Natural Resources, School of


Date of this Version



Wang, Jiayi. 2015. Acute Toxicity of β-N-Methylamino-L-Alanine (BMAA) to Fathead Minnow (Pimephales promelas) and Zebrafish (Danio rerio). M.S. Thesis, University of Nebraska. 103 p.


A THESIS Presented to the Faculty of The Graduate College at the University of Nebraska In Partial Fulfillment of Requirements For the Degree of Master of Science, Major: Natural Resource Sciences, Under the Supervision of Professors Kyle Hoagland and Daniel Snow. Lincoln, Nebraska: May, 2015

Copyright (c) 2015 Jiayi Wang


β-N-methylamino-L-alanine (BMAA) is a neurotoxic amino acid produced by most species of cyanobacteria. Exposure to BMAA has been hypothesized as a cause of ALS and possibly Parkinson’s and Alzheimer’s diseases for several decades. Both in vitro and in vivo experiments revealed that exposure to elevated concentrations of BMAA can damage motor neurons and cause motor dysfunctions. However, the exact mechanism of BMAA-induced neurotoxicity has not been well understood.

Based on the available literature and in spite of its water-soluble and non-protein nature, BMAA appears to be able to bioaccumulate in organisms. The ubiquity of cyanobacteria and the potential for bioaccumulation of BMAA, arouse wide human health concern. Previous investigations into toxicity of BMAA mainly focused on various mammalian test models, including rats, mice and primates. However, the toxic effect of BMAA on aquatic organisms has attracted limited attention.

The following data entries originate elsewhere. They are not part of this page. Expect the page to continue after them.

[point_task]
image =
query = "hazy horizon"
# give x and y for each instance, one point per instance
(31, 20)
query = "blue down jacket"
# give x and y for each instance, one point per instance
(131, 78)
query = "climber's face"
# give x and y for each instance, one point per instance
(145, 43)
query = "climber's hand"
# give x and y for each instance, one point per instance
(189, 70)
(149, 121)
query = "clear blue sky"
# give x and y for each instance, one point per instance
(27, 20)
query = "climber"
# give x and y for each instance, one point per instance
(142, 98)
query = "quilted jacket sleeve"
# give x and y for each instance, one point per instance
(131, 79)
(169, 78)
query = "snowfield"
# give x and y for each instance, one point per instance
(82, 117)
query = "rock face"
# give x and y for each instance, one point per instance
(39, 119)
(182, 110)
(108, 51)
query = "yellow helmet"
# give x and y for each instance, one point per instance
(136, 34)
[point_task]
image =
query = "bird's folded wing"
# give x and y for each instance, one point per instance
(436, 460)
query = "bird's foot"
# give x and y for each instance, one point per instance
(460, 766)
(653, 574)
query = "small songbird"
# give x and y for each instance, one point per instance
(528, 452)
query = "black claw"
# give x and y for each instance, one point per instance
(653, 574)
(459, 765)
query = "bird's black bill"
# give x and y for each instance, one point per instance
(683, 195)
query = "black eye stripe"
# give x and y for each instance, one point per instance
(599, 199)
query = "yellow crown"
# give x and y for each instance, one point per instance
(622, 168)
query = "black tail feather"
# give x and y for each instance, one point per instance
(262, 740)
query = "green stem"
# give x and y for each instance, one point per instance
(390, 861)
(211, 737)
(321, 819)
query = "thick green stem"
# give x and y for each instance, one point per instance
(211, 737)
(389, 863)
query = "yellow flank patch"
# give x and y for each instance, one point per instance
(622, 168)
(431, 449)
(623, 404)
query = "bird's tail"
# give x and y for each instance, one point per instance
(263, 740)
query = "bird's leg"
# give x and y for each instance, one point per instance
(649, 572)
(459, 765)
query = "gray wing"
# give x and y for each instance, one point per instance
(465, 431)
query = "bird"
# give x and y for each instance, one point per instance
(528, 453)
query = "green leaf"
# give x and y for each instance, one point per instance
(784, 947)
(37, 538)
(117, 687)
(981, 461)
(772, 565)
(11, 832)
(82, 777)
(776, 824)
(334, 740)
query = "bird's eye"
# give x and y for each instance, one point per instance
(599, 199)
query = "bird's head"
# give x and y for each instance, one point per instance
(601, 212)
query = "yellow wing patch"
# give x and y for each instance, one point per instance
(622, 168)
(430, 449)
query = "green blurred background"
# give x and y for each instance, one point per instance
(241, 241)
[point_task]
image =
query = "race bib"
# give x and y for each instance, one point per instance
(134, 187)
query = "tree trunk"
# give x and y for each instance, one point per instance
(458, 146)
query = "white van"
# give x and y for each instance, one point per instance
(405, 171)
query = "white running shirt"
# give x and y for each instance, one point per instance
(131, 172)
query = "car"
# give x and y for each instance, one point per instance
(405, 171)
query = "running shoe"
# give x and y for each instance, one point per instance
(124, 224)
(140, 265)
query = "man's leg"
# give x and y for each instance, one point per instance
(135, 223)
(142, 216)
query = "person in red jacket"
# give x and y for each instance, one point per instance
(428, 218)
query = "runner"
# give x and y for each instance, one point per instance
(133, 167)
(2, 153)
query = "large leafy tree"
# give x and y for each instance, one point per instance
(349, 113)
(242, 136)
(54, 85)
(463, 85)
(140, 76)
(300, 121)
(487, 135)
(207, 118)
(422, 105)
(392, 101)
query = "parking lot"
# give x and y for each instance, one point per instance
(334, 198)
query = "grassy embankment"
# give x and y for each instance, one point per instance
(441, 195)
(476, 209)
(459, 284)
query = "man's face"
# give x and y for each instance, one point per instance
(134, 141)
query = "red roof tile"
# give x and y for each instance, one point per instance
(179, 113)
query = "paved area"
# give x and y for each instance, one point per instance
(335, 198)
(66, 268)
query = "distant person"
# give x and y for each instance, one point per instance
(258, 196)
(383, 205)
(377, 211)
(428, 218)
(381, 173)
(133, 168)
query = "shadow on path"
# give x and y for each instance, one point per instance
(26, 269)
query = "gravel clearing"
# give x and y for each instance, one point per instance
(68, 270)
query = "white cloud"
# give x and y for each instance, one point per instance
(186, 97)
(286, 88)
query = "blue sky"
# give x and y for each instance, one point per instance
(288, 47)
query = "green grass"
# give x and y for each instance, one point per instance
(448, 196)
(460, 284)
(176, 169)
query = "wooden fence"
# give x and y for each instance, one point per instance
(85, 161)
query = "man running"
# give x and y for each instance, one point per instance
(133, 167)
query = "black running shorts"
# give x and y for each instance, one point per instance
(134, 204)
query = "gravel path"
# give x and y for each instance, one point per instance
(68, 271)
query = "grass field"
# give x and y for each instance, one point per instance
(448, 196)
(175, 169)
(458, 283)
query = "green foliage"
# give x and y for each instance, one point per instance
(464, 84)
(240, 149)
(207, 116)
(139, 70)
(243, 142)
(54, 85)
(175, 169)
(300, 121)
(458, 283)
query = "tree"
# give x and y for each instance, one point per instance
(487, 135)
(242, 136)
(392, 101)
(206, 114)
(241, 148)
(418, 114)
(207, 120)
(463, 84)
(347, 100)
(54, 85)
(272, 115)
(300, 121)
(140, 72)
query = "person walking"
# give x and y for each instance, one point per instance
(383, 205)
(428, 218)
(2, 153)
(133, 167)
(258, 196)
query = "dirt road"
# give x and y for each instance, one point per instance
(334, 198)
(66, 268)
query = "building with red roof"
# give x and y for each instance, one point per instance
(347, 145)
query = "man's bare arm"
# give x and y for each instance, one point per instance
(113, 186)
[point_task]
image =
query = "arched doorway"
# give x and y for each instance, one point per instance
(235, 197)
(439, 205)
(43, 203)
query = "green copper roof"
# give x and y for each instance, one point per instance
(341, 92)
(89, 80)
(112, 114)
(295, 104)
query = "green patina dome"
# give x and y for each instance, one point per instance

Due to the potential for widespread BMAA production in aquatic ecosystems, it is important to understand the toxicity of BMAA in aquatic organisms, such as fish, from an ecotoxicological perspective

Because limited information exists about how exposure to BMAA influences fish, we investigated the acute toxic effect of β-N-methylamino-L-alanine (BMAA) on two widely adopted model fish: fathead minnow (Pimephales promelas) and zebrafish (Danio rerio). The 96 h toxicity tests revealed that BMAA is not acutely lethal to fathead minnow (juveniles: 96 h LC50 > 10 mg/L; larvae: 96 h LC50 > 10 mg/L) or zebrafish (larvae: 96 h LC50 > 10 mg/L; embryos: 10-day LC50 > 100 mg/L) at concentrations well above those reported in the literature. However, exposure to BMAA at 100 mg/L significantly affected the heart rate of zebrafish embryos. Additionally, in the zebrafish embryo-larvae behavioral assay, a range of locomotor function anomalies in zebrafish embryo-larvae exposed to BMAA were observed. On one hand, BMAA was found to accelerate the onset of spontaneous contractions and enhanced touch-evoked contractions. On the other hand, BMAA reduced performance in touch-evoked escape, free swimming and startle response.

To our knowledge, we are the first to investigate the acute toxicity of BMAA in fathead minnow and its behavioral effects on fish. The finding that BMAA influenced locomotor behaviors of fish is of both neurotoxicological and ecological importance.